“Looks like you’ve got a bad case of it,” said Helen derisively.” Y our eyes are staring out of your head. I wish you could see yourself—” But she moved away, started for the front door.
“Absolutely. Just like I told you,” he said into the instrument.
“All right, thanks a lot,” the voice came back. There was a click at the other end. He felt himself caving in at his middle.
“Give her my love,” Helen was saying from the open doorway.
“There’s a fresh dame here sends you her love, honey,” he said into the dead phone. “But she’s not as pretty as you are.”
As his sister banged the front door after her, the fake grin left his face with it. He parked the phone and leaned his head weakly against the wall for a minute or two. He’d been through too much in just one hour, too much to take without leaning against something. And there was lots to come yet, he knew. Plenty.
He was alone in the house now with the body of a murdered woman. That didn’t frighten him. It was getting out of there that worried him — with a double row of porches to buck in either direction, porches jammed with the rocking-chair brigade on sentinel duty. Yet out it must go, and not cut up small in any valise either. That body had a date with its own murder. It had to travel to get there, and it had to travel whole. Though at this very minute it was already as dead as it would ever be, its murder was still several hours off and a good distance away. Nine thirty, in a clump of trees near Pine Tree Inn, just as a starting-point. Details could come later. The important thing was to get it away from this house, where no murder had ever taken place, and have it meet up with its murderer, who didn’t know that was what he was yet, and wasn’t expecting to kill.
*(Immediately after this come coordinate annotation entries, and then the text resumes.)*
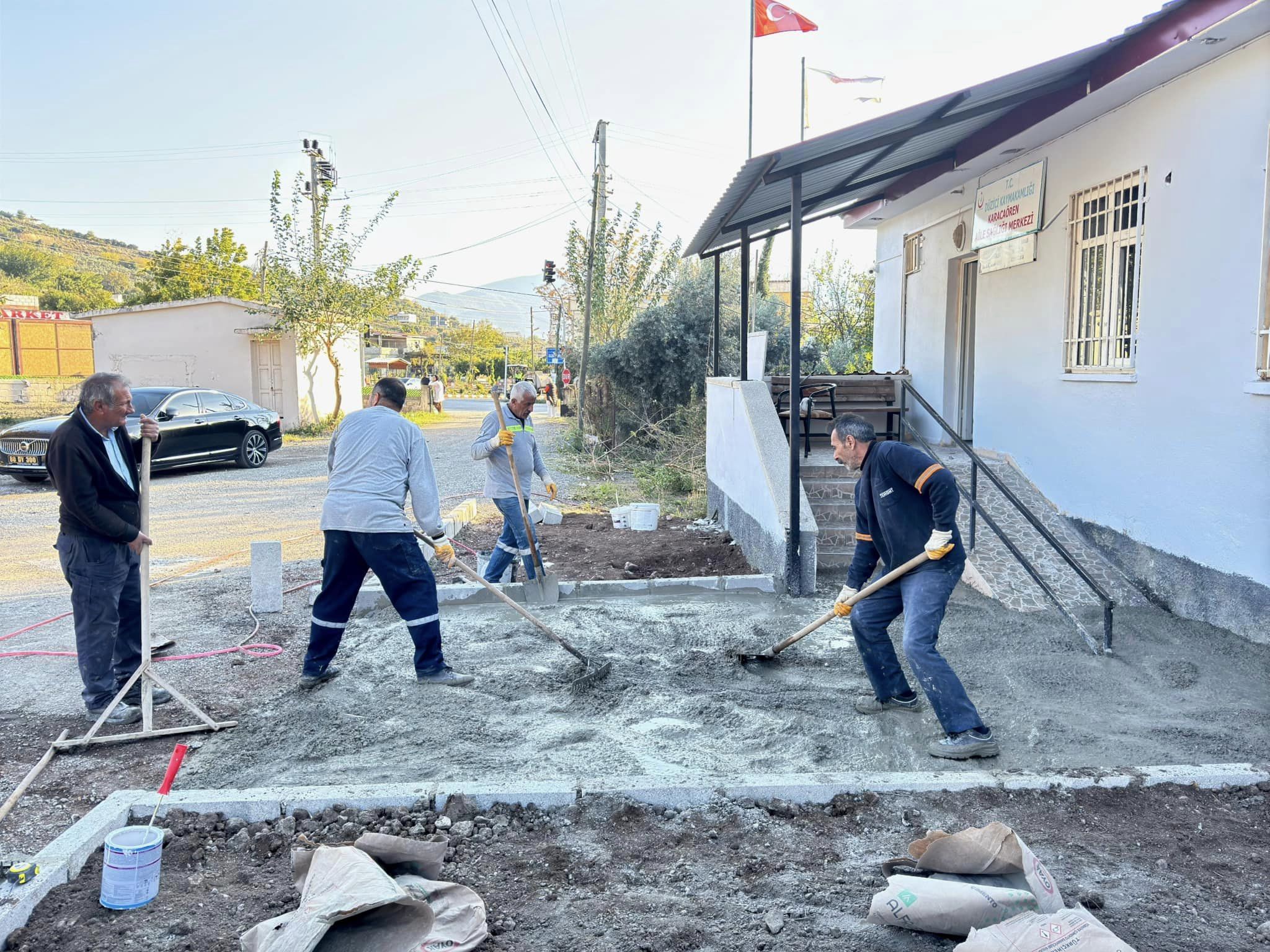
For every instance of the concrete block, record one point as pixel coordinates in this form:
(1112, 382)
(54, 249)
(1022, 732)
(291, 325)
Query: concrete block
(70, 851)
(750, 583)
(484, 795)
(266, 576)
Let him worry about getting rid of it after that! Let him find out how much harder it is to shake off the embrace of dead arms than it is of living ones! Let him try to explain what he was doing with it in a lonely clump of trees at the side of the road, at that hour and that far from town — and see if he’d be believed! That is, if he had guts enough to do the only thing there was for him to do — raise a holler, report it then and there, brazen it out, let himself in for it. But he wouldn’t, he was in too deep himself. He’d lose his head like a thousand others had before him. He’d leave it where it was and beat it like the very devil to save his own skin. Or else he’d take it with him and try to dump it somewhere, cover it somehow. Anything to shake himself free of it. And once he did that, woe betide him!
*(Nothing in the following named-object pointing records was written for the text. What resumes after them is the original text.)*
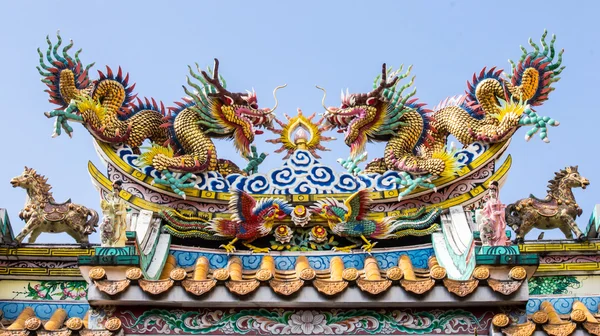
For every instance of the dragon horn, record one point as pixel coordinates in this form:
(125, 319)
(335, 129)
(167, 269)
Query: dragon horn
(323, 100)
(275, 97)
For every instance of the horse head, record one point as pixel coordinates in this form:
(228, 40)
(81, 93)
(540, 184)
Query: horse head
(573, 179)
(27, 180)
The eyes of the living were going to be on hand tonight, at just the wrong time for him — just when he was pulling out of that clump of trees, or just as he went flashing past the noon-bright glare in front of the inn on the road away from Asbury, to get rid of her in the dark open country somewhere beyond.
She would be reported missing the first thing in the morning, or even before — when his father phoned — Larry would see to that. Not many people had seen them dancing together and lapping their Martinis together and smoking cigarettes in a parked car together — but just enough of them had to do the damage. A waiter here, a gas-station attendant there, a bellboy somewhere else. Larry’d know just which ones to get.
He said to himself what he’d said when he answered the man’s phone call. “It was your party; you’re gonna pay for it, not Dad. She’s gonna be around your neck tonight choking you, like he choked her!”
Only a minute had gone by since Helen had banged the front door after her. Larry didn’t move, he was still standing there leaning his head against the wall. She might come back, she might find out she’d forgotten something. He gave her time to get as far as the Boardwalk, two blocks over. Once she got that far she wouldn’t come back any more, even if she had forgotten something. She’d be out until twelve now with Gordon. Three minutes went by — five. She’d hit the Boardwalk now.
He took his head away from the wall but he didn’t move. He took out a cigarette and lit it. He had all the time in the world and he wanted that last silvery gleam of twilight out of the sky before he got going. It was a lot safer here in the house with her than out in the open under those pine trees. He smoked the cigarette down to its last inch, slowly not nervously. He’d needed that. Now he felt better, felt up to what was ahead of him. He took a tuck in his belt and moved away from the wall. Anyone who had seen him would have called him just a lazy young fellow slouching around the house on a summer evening.